Non-steroidal anti-inflammatory drugs (NSAIDs) have wide applicability in management of inflammatory and pain related diseases but limited applicability is characterized by common use and gastrointestinal disturbance. Present study is the trying to come up with sustained release (SR) matrix tablets of NSAIDs using hydrophilic and hydrophobic polymers and correlate the results of in-vitro drug release with the in-vivo pharmacokinetics response. The Ibuprofen drug was selected to be the model, and the direct compression of matrix tablet with HPMC K100M and ethyl cellulose was done. The drug was undergone in-vitro dissolution study using USP-II apparatus with phosphate buffer (pH7.2) and during in-vivo pharmacokinetics testing using healthy volunteers approach crossover study. They came up with a favourable Level An in-vitro/ in-vivo correlation (IVIVC) (R 2= 0.987), showing that the in-vitro kinetics of drug released is a fair representation of the average put on plasma. Sustained release matrix has succeeded in prolonging the duration of drug release to 12 hours and reduced Cmax which contributed to reduction of adverse effects related to a peak. These findings encourage studies into establishing the means of developing SR NSAID formulation to assist in GI toxicity and compliance in patients.

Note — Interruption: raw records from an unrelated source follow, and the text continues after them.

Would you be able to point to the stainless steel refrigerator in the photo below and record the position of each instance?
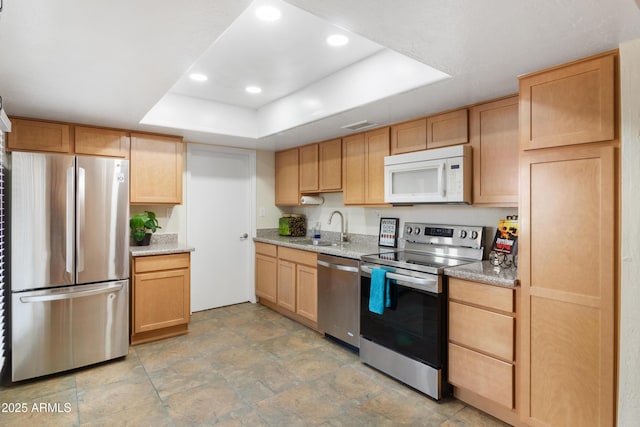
(69, 262)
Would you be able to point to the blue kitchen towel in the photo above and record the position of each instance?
(379, 293)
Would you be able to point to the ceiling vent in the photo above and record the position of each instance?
(359, 125)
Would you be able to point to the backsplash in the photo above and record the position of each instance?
(366, 220)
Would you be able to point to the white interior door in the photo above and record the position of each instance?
(220, 225)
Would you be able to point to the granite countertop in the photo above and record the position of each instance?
(161, 244)
(358, 245)
(484, 272)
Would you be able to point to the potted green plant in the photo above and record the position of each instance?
(142, 226)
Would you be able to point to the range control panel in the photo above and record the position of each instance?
(468, 236)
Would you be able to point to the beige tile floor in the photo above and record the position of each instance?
(242, 365)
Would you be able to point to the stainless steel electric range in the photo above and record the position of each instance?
(408, 340)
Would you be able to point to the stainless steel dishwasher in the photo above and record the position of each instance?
(339, 298)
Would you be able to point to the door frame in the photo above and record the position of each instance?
(192, 148)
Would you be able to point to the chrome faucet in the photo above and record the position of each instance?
(343, 236)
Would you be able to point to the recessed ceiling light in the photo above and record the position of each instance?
(337, 40)
(253, 89)
(198, 77)
(268, 13)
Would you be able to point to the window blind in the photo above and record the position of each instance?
(3, 333)
(5, 126)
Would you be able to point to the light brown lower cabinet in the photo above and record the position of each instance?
(287, 282)
(482, 358)
(266, 272)
(160, 297)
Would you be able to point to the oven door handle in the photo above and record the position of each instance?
(419, 283)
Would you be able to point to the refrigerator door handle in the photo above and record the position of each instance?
(81, 219)
(111, 287)
(69, 221)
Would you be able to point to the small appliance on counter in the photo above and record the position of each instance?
(293, 225)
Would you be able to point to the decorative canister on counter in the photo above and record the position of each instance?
(293, 225)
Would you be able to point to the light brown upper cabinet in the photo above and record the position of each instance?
(308, 168)
(409, 136)
(156, 170)
(330, 165)
(448, 129)
(101, 142)
(287, 178)
(494, 138)
(321, 167)
(36, 135)
(363, 160)
(571, 104)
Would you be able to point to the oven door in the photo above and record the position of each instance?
(414, 324)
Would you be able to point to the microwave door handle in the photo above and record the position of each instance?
(441, 178)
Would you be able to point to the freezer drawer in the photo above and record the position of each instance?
(65, 328)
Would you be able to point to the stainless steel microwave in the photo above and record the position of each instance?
(439, 175)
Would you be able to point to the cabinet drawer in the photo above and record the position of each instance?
(448, 129)
(161, 262)
(493, 297)
(102, 142)
(409, 136)
(483, 330)
(572, 104)
(35, 135)
(298, 256)
(266, 249)
(481, 374)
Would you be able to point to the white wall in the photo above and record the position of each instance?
(629, 380)
(267, 213)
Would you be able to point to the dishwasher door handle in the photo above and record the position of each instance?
(340, 267)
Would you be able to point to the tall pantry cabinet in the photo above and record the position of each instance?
(568, 256)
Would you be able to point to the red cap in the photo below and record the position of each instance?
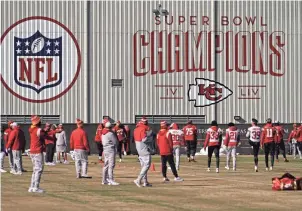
(35, 119)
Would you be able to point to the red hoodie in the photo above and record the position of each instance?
(98, 134)
(78, 140)
(279, 134)
(6, 135)
(37, 144)
(232, 137)
(16, 140)
(268, 134)
(164, 142)
(140, 131)
(213, 137)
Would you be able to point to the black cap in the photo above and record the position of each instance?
(214, 123)
(231, 124)
(255, 121)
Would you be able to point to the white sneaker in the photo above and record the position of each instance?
(2, 171)
(18, 173)
(113, 183)
(178, 179)
(137, 183)
(37, 190)
(166, 179)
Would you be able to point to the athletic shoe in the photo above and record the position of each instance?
(18, 173)
(113, 183)
(38, 190)
(166, 179)
(2, 171)
(147, 184)
(137, 183)
(178, 179)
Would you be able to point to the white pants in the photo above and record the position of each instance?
(295, 147)
(231, 151)
(38, 161)
(17, 157)
(176, 152)
(2, 156)
(81, 161)
(109, 164)
(145, 165)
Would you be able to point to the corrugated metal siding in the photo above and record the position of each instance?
(112, 28)
(74, 16)
(281, 99)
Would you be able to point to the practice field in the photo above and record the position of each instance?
(228, 190)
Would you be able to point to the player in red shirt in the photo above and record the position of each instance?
(98, 141)
(268, 143)
(279, 141)
(190, 136)
(120, 132)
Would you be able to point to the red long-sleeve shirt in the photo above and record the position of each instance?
(16, 140)
(268, 134)
(164, 142)
(78, 140)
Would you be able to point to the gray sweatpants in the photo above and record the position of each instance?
(81, 161)
(2, 156)
(38, 164)
(176, 152)
(231, 151)
(145, 165)
(17, 156)
(109, 164)
(11, 159)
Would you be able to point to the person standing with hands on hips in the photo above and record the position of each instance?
(79, 143)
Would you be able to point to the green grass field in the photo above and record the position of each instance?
(201, 190)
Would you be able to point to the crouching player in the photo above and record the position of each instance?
(110, 143)
(165, 145)
(253, 134)
(213, 142)
(231, 142)
(177, 138)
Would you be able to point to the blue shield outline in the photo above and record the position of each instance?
(41, 53)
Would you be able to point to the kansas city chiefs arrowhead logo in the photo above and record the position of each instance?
(206, 92)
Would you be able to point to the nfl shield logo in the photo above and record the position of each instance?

Patients who are suffering from illnesses that influence the central nervous system (CNS) struggle with getting medicine because of the presence of two barriers: the blood-cerebrospinal fluid boundary and the intrinsic blood-cerebrum obastruction (BBB). Both of these barriers make it hard to safely give prescription. There are various neurological conditions that are routinely perceived, including Alzheimer's disease, frontotemporal dementia, amyotrophic parallel sclerosis, Parkinson's disease, and Huntington's disease, to give some examples. In addition to these disorders, there are some that can affect the neurological system. Nanotechnology in drug conveyance systems is one therapy strategy that has the possibility to be powerful in the treatment of specific ailments. This is because nanotechnology has the capacity to control the distribution of drugs. To conquer the problems that have been presented and making progress in the conveyance of medications to the central nervous system, various approaches have been created to be successful. This research was completed determined to cast light on late advancements in the field of nanotherapeutics research and the possible consequences of these advancements in the treatment of illnesses that disable the central nervous system. The research was completed with the target of shedding light on these advancements. Another subject that is investigated is the challenges that are experienced while endeavoring to bring nanomedicine from the research facility to the bedside with the end goal of clinical application.